HP 16C machine emulator?



#5

I am wondering how feasible it would be to write a CPU/machine emulator for the HP 16c that would execute the ROM from an actual 16C.

I know there are emulators available that emulate the functions of this device, but I'd like to work on a emulator for the hardware that would run the actual ROM image from the 16C.

I see a few problems here:

1. Need to extract a ROM image from a 16C.
2. Need to write an emulator for the CPU (Saturn?), display, keypad, etc.
3. Getting enough documentation to do #2.

I've written an emulator before, mainly one for a 80386 when I worked for Cyrix years ago. So I feel this is possible.

But I'm wondering about obtaining ROM images from a 16C. Are there service manuals available that document the pinout of the ROM such that a ROM could be extracted from a 16C and read-out? It seems like the 12C is similar in hardware design, so perhaps this could be tested on a donor 12C (cheaper to obtain) before trying it on a 16C ROM.

If anyone has info that would help me out, I'd appreciate it.

Also, any thoughts on the feasibility of this project?

Thanks,
--Anil


#6

Just to start the thread...

Hello;

I read many information about the Voyager that was posted here by some contributors, mostly by Tony Duel (Hey, Tony, where are you?), and I will reproduce them here: (O.K., Tony?)

"The original Voyagers contained 2 chips. The smaller one is a Nut CPU (similar to the CPU in the HP41 -- the data sheet gives the differences, mostly to do with voltage levels). As in the HP41, it contains the keyboard scanning logic. The larger chip is called R2D2 (ROM/RAM/Display Driver) [Seriously], and is what it says it is. As it contains the ROM, it is machine-specific. I'd always assumed that the third chip in the 15C was ROM/RAM, but I have no definite proof of this."

My question at that time was about a freaky 11C with more than 400 available program lines.

I also believe that hardware emulation IS feasible, possible and, if well designed, would run the ROM image for the emulated calculator.

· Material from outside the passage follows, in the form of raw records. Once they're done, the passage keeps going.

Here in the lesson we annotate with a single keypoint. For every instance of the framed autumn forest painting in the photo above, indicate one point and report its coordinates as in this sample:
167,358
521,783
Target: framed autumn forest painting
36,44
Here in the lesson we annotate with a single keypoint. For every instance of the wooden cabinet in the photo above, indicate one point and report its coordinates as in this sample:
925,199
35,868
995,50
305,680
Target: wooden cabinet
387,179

You face the same problems I faced before.

Another contributor that has dealt into the 41´s guts is Pavel Korensky. Mr. Cameron Paine wrote an HP16C emulator that runs on the Win-PC structure (runs a lot well!). If I am not wrong, Cameron wrote the code itself. The HP16C is mostly based on digital logic, so the emulator would use part of the digital resources already available in the processor and emulate special characteristics - operating stack, registers, program-line codes, etc.

Pavel found a very good microcontroler from ATMega that I believe has features enough to emulate most of the 16C. I believe another one to scan the keyboard and drive the LCD and the rest is a lot of sweat and time, knowledge, neural activity, time spent...

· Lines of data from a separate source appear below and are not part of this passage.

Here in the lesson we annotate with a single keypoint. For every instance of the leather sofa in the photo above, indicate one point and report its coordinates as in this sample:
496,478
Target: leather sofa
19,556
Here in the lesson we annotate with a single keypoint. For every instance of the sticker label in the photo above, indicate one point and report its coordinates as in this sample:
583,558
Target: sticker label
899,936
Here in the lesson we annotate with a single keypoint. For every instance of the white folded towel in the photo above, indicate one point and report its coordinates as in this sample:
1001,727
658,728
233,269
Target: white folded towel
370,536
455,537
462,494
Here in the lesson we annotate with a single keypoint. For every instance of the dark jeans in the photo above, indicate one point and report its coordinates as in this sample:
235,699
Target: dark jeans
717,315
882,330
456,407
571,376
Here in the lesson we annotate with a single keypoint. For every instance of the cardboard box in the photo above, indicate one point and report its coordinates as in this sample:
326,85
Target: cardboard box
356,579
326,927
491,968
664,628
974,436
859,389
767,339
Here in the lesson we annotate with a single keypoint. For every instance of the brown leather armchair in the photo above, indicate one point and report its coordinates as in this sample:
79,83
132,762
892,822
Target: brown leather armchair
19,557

Let’s keep this thread... Come you all, Pavel, Tony, Cameron, any... Let's go for it.


#7

Hi Luiz,

Thanks for the information you provided.

I should probably clarify my desire a little bit. I'm interested in writing a software emulator for the HP 16C, not developing a hardware emulator. I see writing a emulation environment ofr the Nut CPU, RAM, ROM, keypad and display in some language like C++. Then I'd load a ROM image from a 16C and execute it. The LCD/keypad would be hooked up to some GUI like Windows or Pocket PC so you could run the emulator on popular platforms.

So where would I find data sheets on this Nut CPU and the R2D2 chip? Are they available on the net somewhere?

Thanks,
--Anil

P.S. I'll be out of town for a few days, so I may be late in responding to replies to this thread.

#8

You are correct Luiz. My software is a simulator, not an emulator. I considered emulation but rejected it primarily because of the intellectual property issues and secondarily because the Voyagers had no removable storage. I figured that any significant or reuasable program that exists for the 16C would be recorded on paper, not as a bitstream.

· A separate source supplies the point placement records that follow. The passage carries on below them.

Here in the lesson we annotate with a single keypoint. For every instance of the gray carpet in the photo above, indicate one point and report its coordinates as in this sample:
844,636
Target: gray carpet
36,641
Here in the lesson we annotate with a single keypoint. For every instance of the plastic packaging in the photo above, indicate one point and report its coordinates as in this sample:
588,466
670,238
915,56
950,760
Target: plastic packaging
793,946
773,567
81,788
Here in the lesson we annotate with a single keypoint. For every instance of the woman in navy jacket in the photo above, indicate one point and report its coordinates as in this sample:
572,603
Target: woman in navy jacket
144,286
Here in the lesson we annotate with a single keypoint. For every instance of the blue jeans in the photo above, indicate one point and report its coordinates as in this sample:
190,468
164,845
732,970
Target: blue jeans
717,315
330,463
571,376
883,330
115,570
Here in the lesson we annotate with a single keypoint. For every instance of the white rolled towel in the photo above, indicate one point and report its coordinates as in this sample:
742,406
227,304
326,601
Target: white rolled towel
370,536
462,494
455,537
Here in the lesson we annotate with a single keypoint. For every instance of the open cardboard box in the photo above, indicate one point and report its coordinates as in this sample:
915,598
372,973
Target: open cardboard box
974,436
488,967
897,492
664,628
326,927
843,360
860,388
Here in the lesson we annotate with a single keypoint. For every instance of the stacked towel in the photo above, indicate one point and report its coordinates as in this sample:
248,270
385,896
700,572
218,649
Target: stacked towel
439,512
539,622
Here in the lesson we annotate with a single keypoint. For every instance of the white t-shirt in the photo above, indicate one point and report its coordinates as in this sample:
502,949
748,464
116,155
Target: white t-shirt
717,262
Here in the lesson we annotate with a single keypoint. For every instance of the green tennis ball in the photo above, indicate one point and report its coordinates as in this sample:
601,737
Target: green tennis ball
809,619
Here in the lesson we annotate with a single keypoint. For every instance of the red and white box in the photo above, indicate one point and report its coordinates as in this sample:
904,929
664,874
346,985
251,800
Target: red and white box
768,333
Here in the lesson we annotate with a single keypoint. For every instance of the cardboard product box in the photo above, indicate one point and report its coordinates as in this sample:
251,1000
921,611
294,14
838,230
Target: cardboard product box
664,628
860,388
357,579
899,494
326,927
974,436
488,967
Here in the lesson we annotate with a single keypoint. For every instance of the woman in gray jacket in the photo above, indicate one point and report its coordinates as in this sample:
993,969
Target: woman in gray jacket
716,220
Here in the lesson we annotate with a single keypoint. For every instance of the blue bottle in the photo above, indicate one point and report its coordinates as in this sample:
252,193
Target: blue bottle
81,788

Anil's idea is an interesting one although I'm still leery of the IP situation. AFAIK, the ROM of the 16C has never been published; nor is it in the public domain. If he manages to suck the ROM out of the calculator he would have little use for the things I've learned about the behaviour of the calculator or the methods I've used to simulate them.

Anil, if you think I can be of assistance, don't hesitate to ask.